Like Skew Wiff, Tokyo Tycoon is out of a Starcraft (Soviet Star) mare. Starcraft was bred by Waikato Stud’s Garry Chittick and after winning the Australian Derby (Gr 1, 2400m) the entire went on a northern hemisphere jaunt, adding Group 1 victories at Longchamp, setting the track record in the Prix du Moulin (1600m) and at Newmarket in the Queen Elizabeth II Stakes (8f).

Given his race career, he might have been a shade disappointing as a sire, accumulating 20 stakes winners. Perhaps his daughters will make up for that.

Tokyo Tycoon’s winning dam is a half-sister to Ajax Stakes (Gr 2, 1500m) winner Messene (Lonhro), while his third dam is a half-sister to the great Zabeel (Sir Tristram).
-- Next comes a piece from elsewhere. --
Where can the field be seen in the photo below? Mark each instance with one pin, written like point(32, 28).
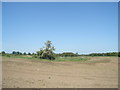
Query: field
point(93, 72)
David Ellis found him at the March 2022 NZB Karaka Yearling sale for $125,000. That price is looking like a pittance now as further riches are almost certain.

And another…

Also unbeaten is Te Akau Racing’s Quintessa. Arriving at Hasting with two wins in as many starts, Quintessa didn’t have much to spare in her Pukekohe maiden win or her 3YO Fillies Set Weights win at Taupo last month. That field was considerably better than average and provided Oneira (Contributer) and Tulsi (The Autumn Sun), respectively third and fourth in Saturday’s Gold Trail Stakes (Gr 3, 1200m).

Opie Bosson was again the deciding factor in Quintessa’s win at Hastings, improving her from the 800-metre mark, before rounding into the straight four deep to be sixth at the top of the straight. Bosson waited until the 200 metres, popped the question and she bounded to the lead inside the 100 metres, from where she held off all challenges.

Co-trainer, Mark Walker, is slightly bemused with her sprint form as her dam, Chaquinta is by High Chaparral (Sadler’s Wells). The shortest of Chaquinta’s five wins was at 2000 metres, while the longest was at 2700 metres. Three of those wins were in Sydney. From that, it is not difficult to imagine that Quintessa’s long-range goal might be an Oaks.

Chaquinta’s dam is a half-sister La Quinta (Tavistock), dam of last year’s Queen Elizabeth II Cup (Gr 3, 2400m) winner, Dionysus (Ocean Park).

Quintessa was sourced at the 2022 NZB Karaka Yearling Sale for $170,000. She knows where the line is and will recoup that and more.